Issue-Wise Detailed Analysis:

1. Right to Change the Option:
The primary issue was whether an assessee, after initially exercising the option regarding the method of computation of agricultural income, can subsequently change this option under the U.P. Agricultural Income-tax Act, 1948. The appellant-assessee initially opted for the computation method under Section 6(2)(b) but later sought to change it to Section 6(2)(a).

Arguments by Appellant:
The appellant contended that under Section 6(1) of the Act, the option to choose the method of computation is given to the assessee to select whichever method is advantageous. The appellant argued that this option could be exercised every time a return is filed, whether it is the initial return, a subsequent return, or a revised return. The appellant also highlighted that Rule 5 of the U.P. Agrl. I.T. Rules, 1949, mandates the filing of a declaration indicating the option along with "his return of income," which should apply to any return filed under Section 15 of the Act.

Arguments by Respondents:
The respondents argued that the option conferred by Section 6 must be exercised in accordance with the Act and Rules. They contended that the declaration indicating the option must be filed along with the first or initial return, and there is no provision for changing the option with a subsequent or revised return. They also argued that a statement made in a previously filed return does not become wrong merely because the assessee selected the wrong option, thus not giving the right to file a revised return under Section 15(4) for changing the option.

Court's Analysis:
The court examined the provisions of Section 6 and Rules 5, 6, and 7 as they stood originally and after amendments.
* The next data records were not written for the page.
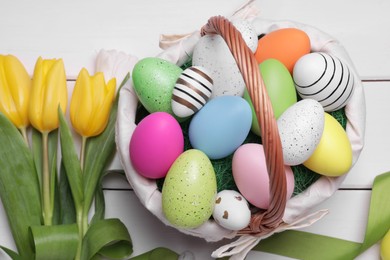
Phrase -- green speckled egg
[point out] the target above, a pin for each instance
(189, 190)
(154, 80)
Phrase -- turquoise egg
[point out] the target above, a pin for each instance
(154, 80)
(221, 126)
(280, 88)
(189, 190)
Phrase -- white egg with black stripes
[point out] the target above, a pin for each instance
(325, 78)
(192, 90)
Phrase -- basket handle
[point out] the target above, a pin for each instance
(262, 222)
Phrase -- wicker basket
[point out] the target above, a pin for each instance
(281, 214)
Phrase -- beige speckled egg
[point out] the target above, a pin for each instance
(189, 190)
(231, 210)
(212, 53)
(300, 129)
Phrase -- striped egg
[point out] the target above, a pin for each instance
(191, 92)
(325, 78)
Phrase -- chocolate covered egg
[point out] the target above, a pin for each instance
(325, 78)
(189, 189)
(300, 129)
(231, 210)
(212, 53)
(192, 90)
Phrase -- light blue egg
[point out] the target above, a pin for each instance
(221, 126)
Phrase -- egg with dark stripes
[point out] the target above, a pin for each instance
(192, 90)
(324, 78)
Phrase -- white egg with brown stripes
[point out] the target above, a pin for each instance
(325, 78)
(191, 92)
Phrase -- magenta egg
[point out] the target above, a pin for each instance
(251, 175)
(155, 144)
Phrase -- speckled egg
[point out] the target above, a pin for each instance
(154, 80)
(192, 90)
(221, 126)
(189, 190)
(248, 33)
(212, 53)
(333, 154)
(231, 210)
(251, 175)
(300, 129)
(325, 78)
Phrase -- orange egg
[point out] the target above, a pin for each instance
(286, 45)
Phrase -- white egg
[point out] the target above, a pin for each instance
(212, 53)
(231, 210)
(325, 78)
(248, 33)
(191, 92)
(300, 129)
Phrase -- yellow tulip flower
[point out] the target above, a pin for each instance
(15, 86)
(91, 103)
(48, 92)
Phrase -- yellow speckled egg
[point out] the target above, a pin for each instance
(333, 154)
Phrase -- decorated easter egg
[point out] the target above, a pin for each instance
(300, 129)
(221, 126)
(248, 33)
(280, 88)
(191, 92)
(189, 189)
(155, 144)
(333, 154)
(286, 45)
(325, 78)
(251, 175)
(154, 80)
(212, 53)
(231, 210)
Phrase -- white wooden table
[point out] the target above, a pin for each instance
(77, 30)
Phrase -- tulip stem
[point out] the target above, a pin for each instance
(47, 210)
(23, 131)
(82, 151)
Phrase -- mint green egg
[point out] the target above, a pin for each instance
(153, 81)
(189, 190)
(280, 88)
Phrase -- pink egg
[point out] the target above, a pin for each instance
(251, 175)
(155, 144)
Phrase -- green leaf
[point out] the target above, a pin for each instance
(157, 254)
(67, 208)
(11, 253)
(98, 152)
(55, 242)
(109, 237)
(71, 162)
(19, 186)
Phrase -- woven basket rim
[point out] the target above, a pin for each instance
(150, 195)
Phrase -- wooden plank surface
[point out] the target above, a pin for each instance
(77, 30)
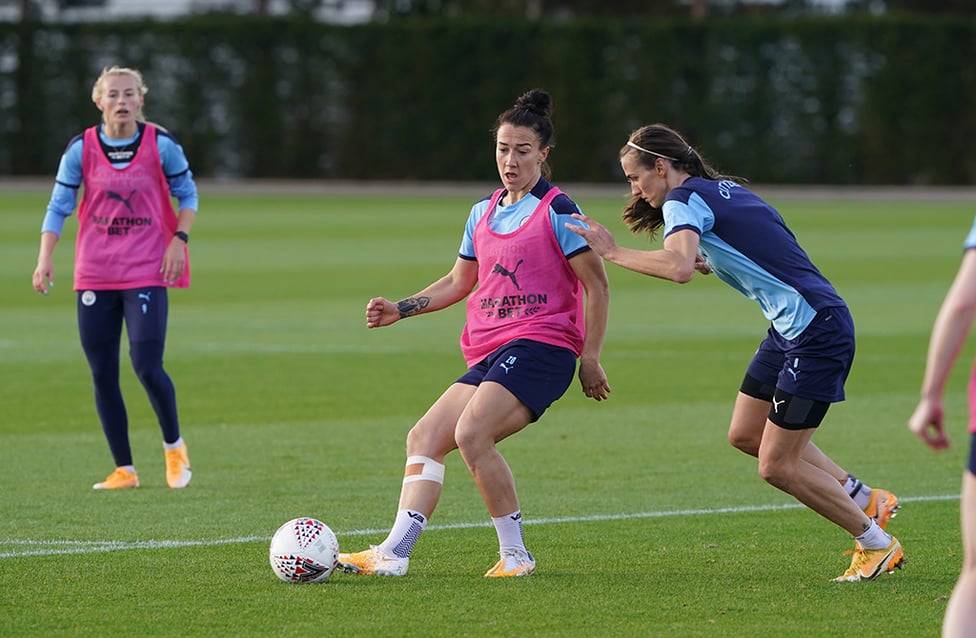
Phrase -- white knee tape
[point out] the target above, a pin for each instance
(422, 468)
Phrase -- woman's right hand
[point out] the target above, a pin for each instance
(380, 312)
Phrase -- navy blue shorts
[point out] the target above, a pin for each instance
(536, 373)
(816, 364)
(972, 453)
Originally, Section 6(1) had a proviso restricting the change of option without the permission of the Board of Revenue. However, this proviso was deleted by the Amending Act XVIII of 1954, and the concept of "first return" was removed from Rule 5. The amended Rule 5 required a declaration indicating the option to be filed along with "his return of income," which could apply to any return under Section 15.
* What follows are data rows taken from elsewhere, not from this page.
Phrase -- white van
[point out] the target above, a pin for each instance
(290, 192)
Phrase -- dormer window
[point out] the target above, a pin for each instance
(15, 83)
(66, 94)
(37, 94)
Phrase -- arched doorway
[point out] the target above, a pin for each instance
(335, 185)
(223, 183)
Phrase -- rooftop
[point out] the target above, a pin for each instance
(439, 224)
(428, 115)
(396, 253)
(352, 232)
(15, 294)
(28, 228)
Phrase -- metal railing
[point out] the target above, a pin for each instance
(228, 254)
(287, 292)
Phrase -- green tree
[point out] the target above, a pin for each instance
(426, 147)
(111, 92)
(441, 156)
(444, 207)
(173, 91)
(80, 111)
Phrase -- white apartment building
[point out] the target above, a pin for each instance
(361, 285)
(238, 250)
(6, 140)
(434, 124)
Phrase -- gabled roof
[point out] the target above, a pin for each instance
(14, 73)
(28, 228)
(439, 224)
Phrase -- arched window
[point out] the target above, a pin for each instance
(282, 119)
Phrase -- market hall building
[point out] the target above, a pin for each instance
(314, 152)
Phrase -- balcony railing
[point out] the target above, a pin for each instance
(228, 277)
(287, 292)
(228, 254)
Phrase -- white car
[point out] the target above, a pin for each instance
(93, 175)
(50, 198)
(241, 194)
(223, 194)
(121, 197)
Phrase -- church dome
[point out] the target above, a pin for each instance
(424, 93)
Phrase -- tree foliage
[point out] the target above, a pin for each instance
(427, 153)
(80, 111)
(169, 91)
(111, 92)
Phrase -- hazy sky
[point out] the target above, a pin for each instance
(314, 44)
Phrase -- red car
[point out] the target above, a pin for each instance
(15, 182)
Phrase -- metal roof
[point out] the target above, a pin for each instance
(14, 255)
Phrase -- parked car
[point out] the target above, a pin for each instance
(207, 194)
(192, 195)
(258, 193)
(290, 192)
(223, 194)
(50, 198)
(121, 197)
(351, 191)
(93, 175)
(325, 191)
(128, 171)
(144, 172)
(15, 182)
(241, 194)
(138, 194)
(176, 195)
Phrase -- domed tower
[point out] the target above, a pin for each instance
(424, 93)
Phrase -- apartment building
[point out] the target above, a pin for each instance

The court concluded that under the amended provisions, there is no restriction on the assessee's right to change the option. The expression "his return of income" in Rule 5 applies to any return filed under Section 15, including a revised return under Section 15(4). Therefore, an assessee can change the option by filing a fresh or revised return before the assessment is completed.

2. Validity of the Return Filed on November 8, 1958:
The court examined whether the return filed by the appellant on November 8, 1958, was in response to a notice under Section 15(3) or a revised return under Section 15(4). The court found that the return was filed in response to a notice under Section 15(3), as evidenced by the forwarding letter accompanying the return. The return was treated by the assessing authority as having been filed within time but was rejected on the ground that the appellant had no right to change its option.

3. Best Judgment Assessment under Section 16(4):
The court also considered the provisions of Section 16(4) of the Act, which requires the assessing authority to make a best judgment assessment with due regard to the provisional estimate under Section 15(3B) notwithstanding any option exercised under Section 6(1). The court concluded that irrespective of the option exercised by the assessee, the best judgment assessment must consider the provisional estimate under Section 6(2)(a).

Conclusion:
The court held that the appellant-assessee was entitled to change the option and have the computation of its agricultural income for the relevant year done in accordance with Section 6(2)(a) of the Act. The appeals were allowed, and the order of the Division Bench was set aside, restoring the decision of the learned single judge.

Judgment:
The appeals were allowed. The order of the Division Bench dated September 27, 1965, was set aside, and the order of the learned single judge dated October 13, 1961, was restored. The appellant was awarded costs for Civil Appeal No. 1946(NT) of 1972, while each party bore its own costs for Civil Appeal No. 1249(NT) of 1968.